Little Shop must have seemed confoundingly weird and grotesque when it was written, but black comedy and campy pastiche have become such central elements of American entertainment since then that your average sophisticated 13-year-old will revel in it. What was once off-beat is now very much on-beat, and the show is now a beloved, frequently revived staple. This production has attracted such top-tier talents as Jonathan Groff (who played King George in Hamilton and Kristoff in Frozen), Christian Borle (who stole the show as Will Shakespeare in Something Rotten), and the director Michael Mayer, whose many Broadway productions include Burn This, American Idiot, and Spring Awakening. The coziness of the theater — I was in the sixth row yet within hat-tossing distance of the actors — would render tickets a bargain even if they were Broadway-priced, but they’re significantly less than that. (Last time I checked, orchestra seats could be had for $99).

Groff makes for a fine Seymour, the lovable schlimazel working in a Skid Row flower shop who has a crush on his coworker Audrey (Tammy Blanchard), a kindhearted bombshell who is stuck in a toxic relationship with a nitrous-oxide-addicted bully of a dentist (Borle).
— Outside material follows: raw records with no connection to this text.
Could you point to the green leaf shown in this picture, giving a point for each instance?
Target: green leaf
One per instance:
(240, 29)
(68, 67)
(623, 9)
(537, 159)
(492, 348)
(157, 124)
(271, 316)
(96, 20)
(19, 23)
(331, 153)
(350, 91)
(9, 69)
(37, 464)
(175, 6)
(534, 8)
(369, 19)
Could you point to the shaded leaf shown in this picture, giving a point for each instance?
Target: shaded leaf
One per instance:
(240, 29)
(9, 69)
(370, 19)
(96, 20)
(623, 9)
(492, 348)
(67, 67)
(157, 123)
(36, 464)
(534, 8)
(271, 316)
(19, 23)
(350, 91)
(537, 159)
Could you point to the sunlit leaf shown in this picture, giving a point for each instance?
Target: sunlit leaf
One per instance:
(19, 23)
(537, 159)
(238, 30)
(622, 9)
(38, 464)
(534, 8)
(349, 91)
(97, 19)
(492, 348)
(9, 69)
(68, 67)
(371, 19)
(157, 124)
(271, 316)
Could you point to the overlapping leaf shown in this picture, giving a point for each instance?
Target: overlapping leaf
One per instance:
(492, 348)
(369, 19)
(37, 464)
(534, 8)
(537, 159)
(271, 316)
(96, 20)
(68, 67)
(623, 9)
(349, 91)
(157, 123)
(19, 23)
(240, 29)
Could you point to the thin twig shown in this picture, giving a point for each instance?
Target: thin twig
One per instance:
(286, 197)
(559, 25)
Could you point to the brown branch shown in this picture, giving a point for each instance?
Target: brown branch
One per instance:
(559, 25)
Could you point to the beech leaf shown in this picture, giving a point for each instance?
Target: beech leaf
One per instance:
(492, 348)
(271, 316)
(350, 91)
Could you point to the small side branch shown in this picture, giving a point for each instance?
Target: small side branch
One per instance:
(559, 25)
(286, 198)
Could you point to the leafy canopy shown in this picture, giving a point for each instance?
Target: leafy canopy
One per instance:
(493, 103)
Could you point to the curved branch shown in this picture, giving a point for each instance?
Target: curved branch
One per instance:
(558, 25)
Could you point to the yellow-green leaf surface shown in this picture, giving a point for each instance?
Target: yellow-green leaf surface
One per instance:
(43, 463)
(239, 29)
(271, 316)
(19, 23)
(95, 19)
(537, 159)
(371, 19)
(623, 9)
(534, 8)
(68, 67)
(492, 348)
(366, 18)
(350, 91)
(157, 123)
When Seymour pricks his finger on a thorn in the shop, he discovers that a wilting avocado-shaped flytrap nobody noticed before begins to thrive on a few drops of blood. He calls the plant (voiced by the booming bass soul singer Kingsley Leggs) Audrey II but initially has a much closer relationship with it than with the original Audrey, especially when it starts talking back to him and demanding more fresh blood. Audrey II becomes a media superstar as it grows from the size of a football to the size of a bear to the size of a Mini Cooper. But will it bleed Seymour dry?

If you’ve seen the show before, or the terrific 1986 Frank Oz film version, you’re aware of how ingenious the songs are, mimicking early-60s girl-group hits (the chorus members are called Ronnette, Crystal, and Chiffon) but with lyrics worthy of Lorenz Hart. “Skid Row (Downtown),” “Somewhere That’s Green,” “Grow for Me,” and the big ballad “Suddenly, Seymour” are all stage classics, and the cast realize them brilliantly, especially the three chorus girls (Ari Groover, Salome Smith, and Joy Woods). Blanchard doesn’t sing as well as any of them but tenderly performs “Somewhere That’s Green,” an ode to suburban bad taste (she dreams of a house enclosed by “a fence of real chain link”) that somehow doesn’t come across as mean or condescending. “There’s plastic on the furniture to keep it neat and clean,” she sings. If that’s what makes her happy, why not? “Dentist,” which Steve Martin knocked out of the park in the movie, remains one of the funniest show tunes ever, and though Borle is no Steve Martin, he is a lot of fun to watch as the obnoxious DDS and sadist. He’s even more amusing in the half-dozen minor roles he plays, frolicking on and off stage as, inter alia, a slick agent and the wife of a magazine editor.

Man-eating-plant jokes could wear thin if the show dragged on, but luckily this is one fast-moving show, building to a kooky apocalypse in just under two hours including an intermission. Bonkers off-Broadway musicals, thy name is Little Shop of Horrors.